Hier die wichtigsten Eckdaten des "Entschuldungsvertrages":

- der Landkreis Lüchow-Dannenberg erhält zum 02.01.2015 80,7 % Mio. Euro - das entspricht 75 % der aufgelaufenen Kassenkredite (derzeit 107,6 Mio. Euro).

- dafür verpflichtet sich der Landkreis, zehn Jahre lang ein ausgegliches Haushaltsergebnis zu erreichen. Außerdem sollen weitere Überschüsse erwirtschaftet werden, um die restlichen Kassenkredite zu mindern.

- folgende Sparmaßnahmen bzw. Einnahmemöglichkeiten wurden im Vertrag fest verankert: Reduzierung der Aufwandsentschädigungen für Naturschutzbeauftragte; die Einstellung des Fahrradbusses zur Kulturellen Landpartie; weitere Einsparungen in der mittlerweile geschlossenen Jugendfreizeitanlage Meudelfitz; die Installation von Geschwindigkeitsmessanlagen; Verringerung der Schulstandorte; Finanzierung von Kindertagesstätten durch die Stadt Lüchow; weiterer Personalkostenabbau in der Kreisverwaltung; Reduzierung der Kosten für Reise und Fortbildung

- die Leistungen für freiwillige Ausgaben (z.b. Schwimmbäder, Büchereien, Musikschule etc.) werden auf 1,25 % des jeweiligen Jahreshaushalts eingefroren. 

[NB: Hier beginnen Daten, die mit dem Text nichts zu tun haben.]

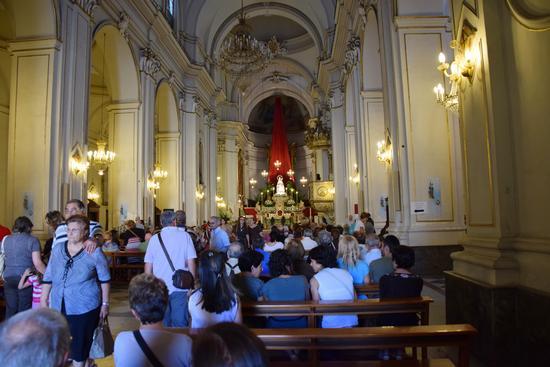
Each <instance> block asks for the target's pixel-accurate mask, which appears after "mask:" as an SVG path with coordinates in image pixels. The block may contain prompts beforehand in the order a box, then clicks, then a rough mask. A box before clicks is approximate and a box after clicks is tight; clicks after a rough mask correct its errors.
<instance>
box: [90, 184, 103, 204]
mask: <svg viewBox="0 0 550 367" xmlns="http://www.w3.org/2000/svg"><path fill="white" fill-rule="evenodd" d="M99 198H100V196H99V193H98V192H97V190H96V188H95V185H94V183H93V182H92V184H91V185H90V187H89V188H88V200H93V201H97V199H99Z"/></svg>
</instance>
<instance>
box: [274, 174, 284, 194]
mask: <svg viewBox="0 0 550 367" xmlns="http://www.w3.org/2000/svg"><path fill="white" fill-rule="evenodd" d="M275 195H280V196H283V195H286V190H285V184H284V183H283V176H281V175H279V176H277V188H276V190H275Z"/></svg>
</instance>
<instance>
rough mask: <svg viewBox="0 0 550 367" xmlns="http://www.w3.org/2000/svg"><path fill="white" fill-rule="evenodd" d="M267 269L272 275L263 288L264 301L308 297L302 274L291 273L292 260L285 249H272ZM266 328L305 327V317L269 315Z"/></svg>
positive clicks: (303, 298) (295, 299)
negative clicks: (301, 274)
mask: <svg viewBox="0 0 550 367" xmlns="http://www.w3.org/2000/svg"><path fill="white" fill-rule="evenodd" d="M269 271H270V272H271V276H272V277H273V278H272V279H271V280H269V281H268V282H267V283H265V285H264V288H263V291H262V293H263V299H264V300H266V301H305V300H308V299H310V295H309V285H308V283H307V279H306V278H305V277H304V276H303V275H293V274H292V262H291V259H290V256H289V255H288V253H287V252H286V251H285V250H276V251H274V252H273V253H272V254H271V256H270V258H269ZM267 327H268V328H301V327H307V319H306V318H305V317H269V318H268V319H267Z"/></svg>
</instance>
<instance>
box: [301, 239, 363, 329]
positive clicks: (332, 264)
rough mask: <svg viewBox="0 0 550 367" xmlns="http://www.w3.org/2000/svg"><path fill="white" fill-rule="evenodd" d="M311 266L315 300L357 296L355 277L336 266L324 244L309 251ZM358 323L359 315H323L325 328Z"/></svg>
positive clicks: (339, 299) (352, 298)
mask: <svg viewBox="0 0 550 367" xmlns="http://www.w3.org/2000/svg"><path fill="white" fill-rule="evenodd" d="M309 259H310V261H311V267H312V268H313V270H315V273H316V274H315V276H314V277H313V278H311V281H310V284H311V298H312V299H313V300H314V301H325V300H329V301H331V300H338V301H346V300H353V299H354V298H355V290H354V289H353V278H352V276H351V275H350V273H348V272H347V271H346V270H343V269H338V268H336V267H335V263H336V259H335V258H334V257H333V256H332V253H331V251H330V250H329V249H328V248H327V247H324V246H317V247H315V248H314V249H313V250H311V251H310V252H309ZM357 323H358V320H357V315H329V316H323V321H322V327H323V328H342V327H353V326H356V325H357Z"/></svg>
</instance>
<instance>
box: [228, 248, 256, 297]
mask: <svg viewBox="0 0 550 367" xmlns="http://www.w3.org/2000/svg"><path fill="white" fill-rule="evenodd" d="M263 259H264V257H263V255H262V254H260V253H259V252H257V251H253V250H250V251H246V252H244V253H243V254H242V255H241V256H240V257H239V262H238V265H239V269H240V270H241V272H240V273H239V274H237V275H235V277H234V278H233V285H234V286H235V288H237V290H238V291H239V294H240V296H241V299H242V300H247V301H257V300H258V299H260V297H261V296H262V288H263V286H264V282H262V281H261V280H260V274H261V272H262V260H263Z"/></svg>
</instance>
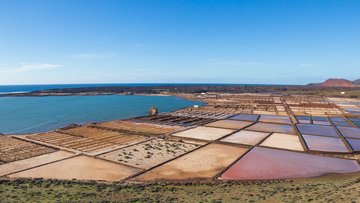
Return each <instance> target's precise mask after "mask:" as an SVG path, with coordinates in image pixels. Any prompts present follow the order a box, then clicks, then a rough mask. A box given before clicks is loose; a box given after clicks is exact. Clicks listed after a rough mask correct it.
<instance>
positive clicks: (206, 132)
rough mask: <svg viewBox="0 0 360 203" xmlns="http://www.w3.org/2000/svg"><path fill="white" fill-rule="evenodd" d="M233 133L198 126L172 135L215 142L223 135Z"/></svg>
mask: <svg viewBox="0 0 360 203" xmlns="http://www.w3.org/2000/svg"><path fill="white" fill-rule="evenodd" d="M234 131H235V130H230V129H221V128H213V127H204V126H199V127H196V128H192V129H189V130H185V131H182V132H178V133H175V134H173V135H174V136H177V137H183V138H192V139H200V140H217V139H219V138H222V137H224V136H225V135H228V134H230V133H233V132H234Z"/></svg>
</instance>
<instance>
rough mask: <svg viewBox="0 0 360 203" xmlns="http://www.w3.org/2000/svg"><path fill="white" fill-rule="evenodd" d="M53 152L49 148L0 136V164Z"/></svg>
mask: <svg viewBox="0 0 360 203" xmlns="http://www.w3.org/2000/svg"><path fill="white" fill-rule="evenodd" d="M55 151H56V150H55V149H53V148H50V147H45V146H42V145H38V144H34V143H31V142H27V141H23V140H19V139H16V138H12V137H8V136H5V135H0V162H2V163H9V162H13V161H18V160H23V159H28V158H31V157H35V156H40V155H43V154H48V153H51V152H55Z"/></svg>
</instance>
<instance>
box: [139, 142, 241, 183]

- der Landkreis verpflichtet sich, die Infrastruktur dem demographischen Wandel anzupassen

- Erlöse aus Verkäufen müssen zum Schuldenabbau genutzt werden

- Und nicht zuletzt: der Landkreis verpflichtet sich, Fusionsverhandlungen mit benachbarten Landkreisen zu führen, soweit diese ebenfalls Beschlüsse zu Fusionsverhandlungen gefasst haben. 

Foto / Angelika Blank: Blühende Landschaften werden sich in Lüchow-Dannenberg wohl noch lange nur im Frühjahr auf den Feldern zeigen - die Entschuldungshilfe des Landes nimmt jedoch wenigstens die drückendsten Schulden weg.